Imec, Panasonic and Holst Centre Present Their New EEG Headset Prototype (VIDEO)
Almost 2 years have passed since we first posted about the development of a new wireless EEG headset prototype by Imec and voilà, roughly 20 months later the Belgian company has announced, in collaboration with Panasonic and Holst Centre, an 8-channel, easy-to-setup wireless headset aiming to diagnose epilepsy and help with ADHD.
This second-generation headset has changed a lot compared to the first version we saw years ago. The shape has not changed much but the cover has been replaced with a transparent plastic (check out the early white prototype) and more importantly the new prototype has greater accuracy and flexibility and more ease of use than the earlier model. The new headset has active electrodes instead of passives, more flexibility, can accept more electrodes as needed, and has less interference.

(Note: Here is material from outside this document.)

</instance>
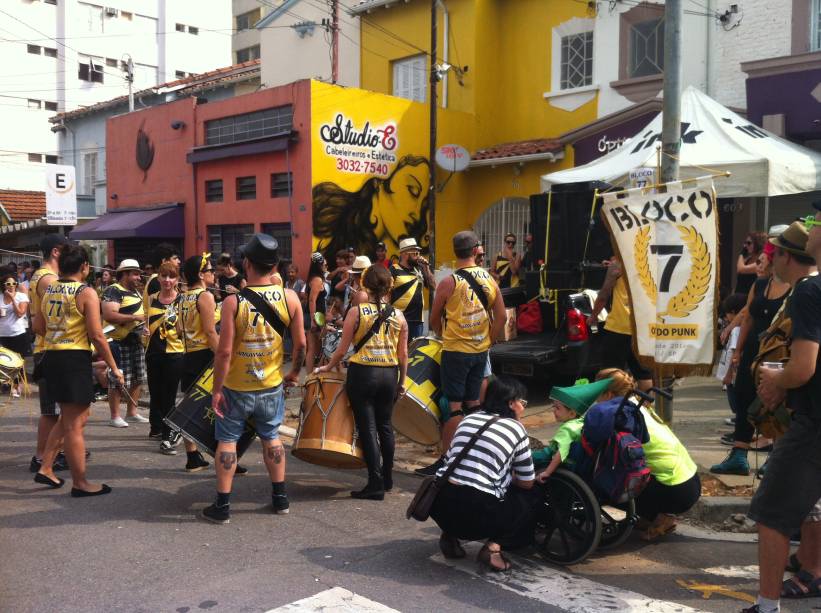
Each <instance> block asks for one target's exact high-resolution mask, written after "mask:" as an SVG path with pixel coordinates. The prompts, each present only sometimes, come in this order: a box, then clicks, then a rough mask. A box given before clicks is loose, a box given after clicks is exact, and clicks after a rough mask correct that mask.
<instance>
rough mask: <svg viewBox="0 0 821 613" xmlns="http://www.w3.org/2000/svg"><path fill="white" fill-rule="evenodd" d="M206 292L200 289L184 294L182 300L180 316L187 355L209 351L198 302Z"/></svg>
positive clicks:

The heart of the system is still the same, a low-power 8-channel EEG monitoring chipset from Imec. Each EEG channel consists of two active electrodes and a low-power analog signal processor. The EEG channels are designed to extract high-quality EEG signals under a large amount of common-mode interference. The active electrode chips enable recordings from dry electrodes, and do not require the use of shielded wires.
The device is now going into pre-clinical validation but industry professionals have been able to get access to the technology since 2010. What they need to do is joining imec’s Human++ program as research partner or by licensing agreements for further product development. Within the Human++ program, imec and Holst Centre develop solutions for an efficient and better healthcare.

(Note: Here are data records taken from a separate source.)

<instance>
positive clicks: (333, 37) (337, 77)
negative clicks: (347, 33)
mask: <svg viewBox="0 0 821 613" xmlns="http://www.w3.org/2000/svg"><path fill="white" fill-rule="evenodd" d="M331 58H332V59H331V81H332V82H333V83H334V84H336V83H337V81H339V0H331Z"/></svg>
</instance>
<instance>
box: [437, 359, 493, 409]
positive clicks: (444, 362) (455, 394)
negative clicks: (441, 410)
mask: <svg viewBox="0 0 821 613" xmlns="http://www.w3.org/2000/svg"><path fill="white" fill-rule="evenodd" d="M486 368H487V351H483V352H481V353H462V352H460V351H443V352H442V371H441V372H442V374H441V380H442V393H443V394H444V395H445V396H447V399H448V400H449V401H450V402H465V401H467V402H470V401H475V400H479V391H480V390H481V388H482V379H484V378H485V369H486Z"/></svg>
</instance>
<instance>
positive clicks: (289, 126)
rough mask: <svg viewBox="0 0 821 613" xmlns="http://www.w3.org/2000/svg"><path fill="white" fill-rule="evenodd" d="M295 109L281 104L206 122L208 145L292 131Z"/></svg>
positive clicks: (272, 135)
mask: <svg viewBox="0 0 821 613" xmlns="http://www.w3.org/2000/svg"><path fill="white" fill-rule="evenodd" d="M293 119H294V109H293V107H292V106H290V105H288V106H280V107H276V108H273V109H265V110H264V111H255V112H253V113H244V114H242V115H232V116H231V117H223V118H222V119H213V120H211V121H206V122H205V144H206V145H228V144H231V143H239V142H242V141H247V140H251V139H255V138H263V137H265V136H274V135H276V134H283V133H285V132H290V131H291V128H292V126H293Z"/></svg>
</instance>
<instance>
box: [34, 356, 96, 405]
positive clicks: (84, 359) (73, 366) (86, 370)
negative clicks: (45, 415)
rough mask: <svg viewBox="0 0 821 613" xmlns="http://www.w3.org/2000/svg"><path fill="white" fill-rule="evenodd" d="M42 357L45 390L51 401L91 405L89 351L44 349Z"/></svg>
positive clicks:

To see the device in action and to understand how the Imec headset is different from traditional EEG research caps, watch the video below.
Separately, Imec announced it is working with Tokyo Electron Ltd. (TEL) to develop imagers and sensors to assist in growing stem cells outside the human body.
“There’s a lot of interest in growing cells for tissues and ultimately organ transplants,” said Paru Deshpande, program director for life sciences at Imec.